Tuscan Leather vs Café Rose
Side by side. Scored honestly.
← Compare different fragrances

Side by side
Comparing the originals — price, breadth, listed-note depth.
Opens with a sharp, slightly tart raspberry cut through by metallic saffron — not sweet, more like blood and spice. Thyme adds a dry herbal edge before the heart pivots hard into leather: raw, almost animalic, the kind that smells like hide rather than a jacket. Jasmine softens without feminizing it. The dry-down settles into a warm amber-olibanum base that anchors the leather for hours. Projection is assertive but never screaming; sillage lingers close and dark — Built for cold weather and anyone who wants to smell expensive and slightly dangerous.
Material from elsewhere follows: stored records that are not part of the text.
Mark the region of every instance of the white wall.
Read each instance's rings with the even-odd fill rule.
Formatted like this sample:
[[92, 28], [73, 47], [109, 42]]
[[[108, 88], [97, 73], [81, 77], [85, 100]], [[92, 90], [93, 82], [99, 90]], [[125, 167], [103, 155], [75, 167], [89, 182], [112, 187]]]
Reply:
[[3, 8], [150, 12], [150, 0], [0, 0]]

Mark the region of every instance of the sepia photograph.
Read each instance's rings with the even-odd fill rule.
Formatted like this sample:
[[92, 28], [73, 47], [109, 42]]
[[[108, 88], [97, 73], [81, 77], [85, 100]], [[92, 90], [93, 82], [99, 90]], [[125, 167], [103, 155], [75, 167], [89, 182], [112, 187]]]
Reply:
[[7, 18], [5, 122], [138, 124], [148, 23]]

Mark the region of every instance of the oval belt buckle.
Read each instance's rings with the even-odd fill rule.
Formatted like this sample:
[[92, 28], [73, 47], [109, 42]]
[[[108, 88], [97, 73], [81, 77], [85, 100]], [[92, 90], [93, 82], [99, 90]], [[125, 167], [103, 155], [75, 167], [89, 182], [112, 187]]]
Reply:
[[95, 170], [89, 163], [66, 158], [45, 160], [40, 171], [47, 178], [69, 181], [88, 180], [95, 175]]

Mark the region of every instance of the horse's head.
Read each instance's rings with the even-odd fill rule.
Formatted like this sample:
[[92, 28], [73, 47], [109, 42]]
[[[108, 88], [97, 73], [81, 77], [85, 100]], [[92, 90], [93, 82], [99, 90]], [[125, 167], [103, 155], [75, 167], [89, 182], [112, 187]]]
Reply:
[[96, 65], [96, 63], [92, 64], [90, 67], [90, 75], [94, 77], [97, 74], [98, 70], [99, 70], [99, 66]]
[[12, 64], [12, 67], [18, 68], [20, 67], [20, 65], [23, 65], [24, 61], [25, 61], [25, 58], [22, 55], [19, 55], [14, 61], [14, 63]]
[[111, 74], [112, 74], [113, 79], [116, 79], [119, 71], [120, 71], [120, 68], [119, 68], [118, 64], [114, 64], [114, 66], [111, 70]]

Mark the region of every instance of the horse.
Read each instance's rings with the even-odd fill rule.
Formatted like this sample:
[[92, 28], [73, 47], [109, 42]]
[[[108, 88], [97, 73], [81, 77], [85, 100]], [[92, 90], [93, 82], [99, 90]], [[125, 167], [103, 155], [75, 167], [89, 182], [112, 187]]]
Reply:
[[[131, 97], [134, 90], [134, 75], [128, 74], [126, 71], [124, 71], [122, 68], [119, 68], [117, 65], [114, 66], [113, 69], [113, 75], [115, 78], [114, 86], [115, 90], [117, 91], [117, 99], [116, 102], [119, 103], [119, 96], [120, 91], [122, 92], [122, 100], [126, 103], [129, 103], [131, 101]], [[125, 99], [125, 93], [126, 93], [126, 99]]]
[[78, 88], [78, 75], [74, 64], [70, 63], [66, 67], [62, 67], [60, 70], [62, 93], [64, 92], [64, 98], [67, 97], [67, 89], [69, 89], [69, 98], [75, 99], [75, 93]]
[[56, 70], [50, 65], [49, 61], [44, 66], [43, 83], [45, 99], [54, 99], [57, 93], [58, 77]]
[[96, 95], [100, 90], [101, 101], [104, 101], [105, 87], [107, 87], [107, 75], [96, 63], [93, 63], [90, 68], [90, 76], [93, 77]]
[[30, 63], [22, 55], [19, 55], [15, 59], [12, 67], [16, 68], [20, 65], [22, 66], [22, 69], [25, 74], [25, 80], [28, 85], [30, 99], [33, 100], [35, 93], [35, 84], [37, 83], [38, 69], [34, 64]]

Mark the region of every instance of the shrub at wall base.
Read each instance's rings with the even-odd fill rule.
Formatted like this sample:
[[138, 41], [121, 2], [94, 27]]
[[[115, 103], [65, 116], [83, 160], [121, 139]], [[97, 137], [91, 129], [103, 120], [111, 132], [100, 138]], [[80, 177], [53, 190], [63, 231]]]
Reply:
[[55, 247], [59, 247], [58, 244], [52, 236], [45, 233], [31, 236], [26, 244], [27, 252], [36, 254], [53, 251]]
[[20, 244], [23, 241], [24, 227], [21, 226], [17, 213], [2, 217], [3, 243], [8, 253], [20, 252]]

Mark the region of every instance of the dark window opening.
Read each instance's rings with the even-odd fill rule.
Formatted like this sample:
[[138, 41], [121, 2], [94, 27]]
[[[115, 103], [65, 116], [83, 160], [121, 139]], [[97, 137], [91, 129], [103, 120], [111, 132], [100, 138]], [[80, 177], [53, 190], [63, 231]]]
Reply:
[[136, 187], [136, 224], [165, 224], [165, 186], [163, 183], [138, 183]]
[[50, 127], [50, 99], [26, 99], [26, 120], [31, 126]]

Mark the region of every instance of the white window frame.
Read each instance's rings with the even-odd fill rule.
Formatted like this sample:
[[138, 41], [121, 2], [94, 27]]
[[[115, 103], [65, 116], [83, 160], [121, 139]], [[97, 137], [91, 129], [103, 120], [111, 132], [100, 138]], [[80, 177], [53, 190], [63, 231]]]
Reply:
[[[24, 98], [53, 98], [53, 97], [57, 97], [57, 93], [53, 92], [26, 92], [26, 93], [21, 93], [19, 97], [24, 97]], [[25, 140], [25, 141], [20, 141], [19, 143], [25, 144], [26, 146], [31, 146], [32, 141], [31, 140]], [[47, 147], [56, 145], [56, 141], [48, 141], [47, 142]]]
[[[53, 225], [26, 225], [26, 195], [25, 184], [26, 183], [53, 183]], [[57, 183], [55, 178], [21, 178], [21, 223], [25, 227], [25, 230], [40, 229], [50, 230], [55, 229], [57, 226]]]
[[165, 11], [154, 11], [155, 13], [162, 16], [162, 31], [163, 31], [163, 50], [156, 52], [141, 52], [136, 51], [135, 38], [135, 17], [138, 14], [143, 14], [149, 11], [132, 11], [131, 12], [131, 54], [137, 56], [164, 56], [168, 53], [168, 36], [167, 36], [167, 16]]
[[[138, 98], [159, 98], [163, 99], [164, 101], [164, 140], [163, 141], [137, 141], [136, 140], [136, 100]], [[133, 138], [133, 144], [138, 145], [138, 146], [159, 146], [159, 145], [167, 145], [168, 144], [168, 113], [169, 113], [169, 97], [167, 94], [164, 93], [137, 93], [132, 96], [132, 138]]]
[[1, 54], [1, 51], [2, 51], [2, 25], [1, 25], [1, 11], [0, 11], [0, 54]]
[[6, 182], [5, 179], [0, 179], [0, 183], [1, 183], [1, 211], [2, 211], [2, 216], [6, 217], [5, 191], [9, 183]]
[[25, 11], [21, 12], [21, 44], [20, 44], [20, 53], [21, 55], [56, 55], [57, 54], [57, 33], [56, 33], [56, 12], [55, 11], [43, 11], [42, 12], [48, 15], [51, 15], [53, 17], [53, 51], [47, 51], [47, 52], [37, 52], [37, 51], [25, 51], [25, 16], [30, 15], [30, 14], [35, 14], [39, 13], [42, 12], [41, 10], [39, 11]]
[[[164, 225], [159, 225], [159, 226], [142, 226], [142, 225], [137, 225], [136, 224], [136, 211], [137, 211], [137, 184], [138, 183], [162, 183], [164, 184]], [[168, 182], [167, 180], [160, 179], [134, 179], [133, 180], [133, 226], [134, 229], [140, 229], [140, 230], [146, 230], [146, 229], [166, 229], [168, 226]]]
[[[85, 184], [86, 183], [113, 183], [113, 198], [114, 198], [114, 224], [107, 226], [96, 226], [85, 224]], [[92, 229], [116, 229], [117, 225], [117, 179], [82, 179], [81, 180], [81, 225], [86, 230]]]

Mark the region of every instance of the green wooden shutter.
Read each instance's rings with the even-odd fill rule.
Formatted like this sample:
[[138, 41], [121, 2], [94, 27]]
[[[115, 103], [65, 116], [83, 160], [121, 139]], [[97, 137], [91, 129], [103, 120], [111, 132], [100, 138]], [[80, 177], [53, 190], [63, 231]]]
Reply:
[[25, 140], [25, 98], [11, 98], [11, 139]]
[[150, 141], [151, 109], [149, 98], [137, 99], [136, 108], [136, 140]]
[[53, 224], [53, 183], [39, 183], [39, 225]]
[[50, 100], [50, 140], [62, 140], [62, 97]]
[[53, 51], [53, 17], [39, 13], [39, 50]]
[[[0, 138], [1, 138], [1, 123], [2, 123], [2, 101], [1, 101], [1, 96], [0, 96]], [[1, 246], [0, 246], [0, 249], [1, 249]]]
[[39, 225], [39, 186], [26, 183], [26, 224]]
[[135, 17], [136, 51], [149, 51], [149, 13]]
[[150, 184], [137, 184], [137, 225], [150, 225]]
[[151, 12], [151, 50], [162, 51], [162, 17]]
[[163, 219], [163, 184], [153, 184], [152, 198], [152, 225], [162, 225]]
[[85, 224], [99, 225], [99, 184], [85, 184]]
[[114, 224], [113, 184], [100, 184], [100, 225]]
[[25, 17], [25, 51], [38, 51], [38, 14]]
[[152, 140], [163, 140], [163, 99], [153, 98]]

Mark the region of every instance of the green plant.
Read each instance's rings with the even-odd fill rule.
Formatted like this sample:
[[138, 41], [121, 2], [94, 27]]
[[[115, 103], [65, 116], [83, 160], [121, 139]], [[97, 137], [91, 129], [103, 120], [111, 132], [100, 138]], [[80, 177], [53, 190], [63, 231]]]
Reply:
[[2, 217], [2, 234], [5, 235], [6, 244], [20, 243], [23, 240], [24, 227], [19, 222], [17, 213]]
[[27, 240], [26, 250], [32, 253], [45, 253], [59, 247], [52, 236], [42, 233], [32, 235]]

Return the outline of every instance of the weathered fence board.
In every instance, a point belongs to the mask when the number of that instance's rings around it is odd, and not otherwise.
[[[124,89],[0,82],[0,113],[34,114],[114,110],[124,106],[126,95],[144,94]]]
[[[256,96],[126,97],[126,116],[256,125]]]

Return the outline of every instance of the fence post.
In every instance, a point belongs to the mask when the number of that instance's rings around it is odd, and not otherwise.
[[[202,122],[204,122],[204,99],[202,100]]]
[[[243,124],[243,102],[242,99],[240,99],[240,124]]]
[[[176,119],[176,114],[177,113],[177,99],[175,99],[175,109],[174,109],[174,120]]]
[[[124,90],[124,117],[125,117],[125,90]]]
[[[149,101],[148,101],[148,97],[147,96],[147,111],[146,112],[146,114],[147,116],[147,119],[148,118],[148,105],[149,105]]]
Coffee and rose hit simultaneously in the opening — not sweetly, but with a dry, almost gritty tension that keeps either note from tipping into dessert territory. The heart settles into a deeply resinous damascena rose, the incense giving it a smoky, slightly medicinal edge that reads more Middle Eastern souk than Western floral counter. Sandalwood and amber anchor the dry-down into a warm, skin-close finish with moderate sillage and soft projection by the final hours. — Cold-weather evenings, for someone who wants roses with a dark streak rather than a pretty one.
How they overlap
Tuscan Leather and Café Rose share exactly one note (amber). The overlap is real but narrow — most of the wear experience will diverge.
The buying decision
Café Rose is the cheaper original at $325 compared to $435 for Tuscan Leather — about 25% less. Both wear best across the same fall/winter — they're interchangeable on weather fit.
Recommendation
If you're price-sensitive, Café Rose delivers comparable territory at $110 less than Tuscan Leather. If you want the specific character of Tuscan Leather — the prose above is the better guide than the price — the premium is what you're paying for.